As for the discussion on when to commence the process of balance sheet reduction, the Fed is divided. Some suggest it can start as early as September, others not wanting to pre-commit to a start date this early. A formal announcement may not therefore come until the September meeting (possibly July) but we certainly expect them to start no later than October, and with a further rise in the Fed funds rate then coming in December.
One other thing to note in the minutes is comment that some of the Fed’s liaisons are reporting uncertainty over Trump administration economic policies as having some impact on businesses’ preparedness to increase investment. Something to watch for sure.

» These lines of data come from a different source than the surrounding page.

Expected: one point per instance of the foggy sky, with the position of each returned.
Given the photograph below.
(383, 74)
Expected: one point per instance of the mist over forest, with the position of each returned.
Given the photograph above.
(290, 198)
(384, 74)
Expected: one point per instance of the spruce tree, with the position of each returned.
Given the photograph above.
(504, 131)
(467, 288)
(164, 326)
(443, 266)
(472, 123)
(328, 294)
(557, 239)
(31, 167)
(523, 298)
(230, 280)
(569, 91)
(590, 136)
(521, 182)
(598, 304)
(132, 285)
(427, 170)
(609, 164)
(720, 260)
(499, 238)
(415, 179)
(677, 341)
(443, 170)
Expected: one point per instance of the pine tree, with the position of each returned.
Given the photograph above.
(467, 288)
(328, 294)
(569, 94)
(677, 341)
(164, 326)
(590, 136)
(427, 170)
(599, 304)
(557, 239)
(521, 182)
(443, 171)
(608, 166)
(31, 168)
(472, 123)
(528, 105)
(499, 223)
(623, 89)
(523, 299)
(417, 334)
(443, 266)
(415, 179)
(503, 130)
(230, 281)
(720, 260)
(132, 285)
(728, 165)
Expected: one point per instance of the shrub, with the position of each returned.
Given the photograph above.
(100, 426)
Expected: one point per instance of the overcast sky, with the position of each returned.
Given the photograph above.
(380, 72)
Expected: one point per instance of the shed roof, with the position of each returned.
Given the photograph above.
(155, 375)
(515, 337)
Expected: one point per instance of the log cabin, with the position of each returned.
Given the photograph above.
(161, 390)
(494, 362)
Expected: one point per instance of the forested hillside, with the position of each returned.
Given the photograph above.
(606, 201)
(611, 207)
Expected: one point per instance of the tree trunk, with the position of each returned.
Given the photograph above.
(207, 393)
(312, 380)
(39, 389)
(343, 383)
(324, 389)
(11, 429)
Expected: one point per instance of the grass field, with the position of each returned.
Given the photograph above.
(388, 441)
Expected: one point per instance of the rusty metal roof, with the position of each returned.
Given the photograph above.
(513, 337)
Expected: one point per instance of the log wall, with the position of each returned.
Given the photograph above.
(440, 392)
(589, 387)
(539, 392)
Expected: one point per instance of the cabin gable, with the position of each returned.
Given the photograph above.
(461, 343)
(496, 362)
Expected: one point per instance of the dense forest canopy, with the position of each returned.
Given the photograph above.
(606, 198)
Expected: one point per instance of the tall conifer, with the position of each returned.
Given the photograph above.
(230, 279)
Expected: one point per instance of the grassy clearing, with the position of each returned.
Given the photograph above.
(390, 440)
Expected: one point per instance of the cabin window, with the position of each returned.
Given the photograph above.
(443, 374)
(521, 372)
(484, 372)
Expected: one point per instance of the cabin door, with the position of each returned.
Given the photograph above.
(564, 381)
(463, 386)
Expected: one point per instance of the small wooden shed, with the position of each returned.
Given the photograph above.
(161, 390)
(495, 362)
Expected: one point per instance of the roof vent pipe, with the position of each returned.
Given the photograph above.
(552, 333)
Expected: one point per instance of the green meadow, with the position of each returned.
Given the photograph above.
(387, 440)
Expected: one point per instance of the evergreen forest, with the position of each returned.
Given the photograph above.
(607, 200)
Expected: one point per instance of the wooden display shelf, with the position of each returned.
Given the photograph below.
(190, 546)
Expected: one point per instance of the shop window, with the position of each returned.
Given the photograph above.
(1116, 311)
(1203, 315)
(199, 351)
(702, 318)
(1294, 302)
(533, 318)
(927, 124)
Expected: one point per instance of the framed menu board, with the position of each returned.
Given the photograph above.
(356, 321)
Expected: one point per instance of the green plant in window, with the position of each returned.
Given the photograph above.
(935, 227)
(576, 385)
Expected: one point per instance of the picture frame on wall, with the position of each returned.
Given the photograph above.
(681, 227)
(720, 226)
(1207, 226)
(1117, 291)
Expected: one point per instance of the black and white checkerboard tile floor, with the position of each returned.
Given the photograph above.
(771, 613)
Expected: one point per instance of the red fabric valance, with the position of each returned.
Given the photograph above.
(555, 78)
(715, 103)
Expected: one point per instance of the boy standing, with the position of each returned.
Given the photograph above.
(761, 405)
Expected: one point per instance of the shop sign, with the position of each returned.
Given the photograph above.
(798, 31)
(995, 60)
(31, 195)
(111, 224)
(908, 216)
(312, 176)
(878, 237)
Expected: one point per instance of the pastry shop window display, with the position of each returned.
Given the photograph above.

Knee jerk reaction to the minutes was to see yields higher (by about 2bps at 10 years) and with that a firmer US dollar, but moves which have since been retraced. The bigger news to note overnight is a renewed slump in oil prices with both WTI and Brent crudes off almost $2. This follows comments from Russia that it does not support the notion of deeper production cuts.
Unsurprisingly, this has seen the Canadian dollar give back some of its recent Bank of Canada-inspired gains, and pushed the Norwegian Krone firmly to the bottom of the G10 scoreboard. The Swedish Krone is top, after some very strong industrial production data (8% y/y).
The AUD is a little softer this morning, thanks largely to comments from RBA Board member Ian Harper in a Dow Jones interview published around 7pm last night. Harper said that there was ‘no need to scare the horses’ with talk of policy tightening and that a lower Australian dollar would benefit the economy. Harper acknowledged the recent strengthening in the currency, which he put down in part to speculation the RBA might adopt a more hawkish tone at this week’s meeting.
Ahead of the summary minutes of the ECB’s June meeting later today, ECB Governing Council (GC) member Benoit Coeure said last night that the GC has not discussed policy changes. He also suggested that recent market moves are not very significant in the ‘big picture’, comments we’d wholeheartedly agree with. The Euro initially fell on his first comments before recovering on the second set.
We’re back to hard data today both in Australia and the United States.
The US has the ADP employment survey in front of Friday’s all important non-farm payrolls report (ADP seen at +183k, NFP currently +177k) and more importantly, the ISM non-manufacturing survey. Services makes up more than 88% of the US economy, manufacturing less than 12%, so in the scheme of things is much more important. Consensus sees 56.5 down from 56.7, an outcome which would represent a still very healthy rate of expansion in the sector.
Designated Fed speakers today are Governor Jerome Powell and – in Tasmania – San Francisco Fed President Williams (nice work if you can get it and following his tour of mainland Australia last week interspersed with a couple of early-week speaking engagements).
The local trade figures at 11:30 AEST could prove to be a surprise for markets. The current consensus looks for a surplus of $1bn with a wide range of expectations from $0.8bn to +$3.5bn. The divergence likely reflects the strong rebound in coal export loadings in May which would, all things being equal; argue for a higher trade surplus.
However, NAB thinks this could be more than offset by lower commodity prices in recent months, along with a likely large capital import (Central Processing Facility) for the Ichthys LNG project. NAB accordingly forecasts a $0.2bn deficit with downside risks, and if this eventuated it would be the first deficit since October 2016.
On global stock markets, the S&P 500 was +0.19%. Bond markets saw US 10-years -2.32bp to 2.33%. In commodities, Brent crude oil -3.91% to $47.67, gold+0.5% to $1,226, iron ore +0.1% to $63.28, steam coal +2.3% to $83.05, met. coal +2.6% to $159.00. AUD is at 0.76 and the range since yesterday 5pm Sydney time is 0.7571 to 0.7632.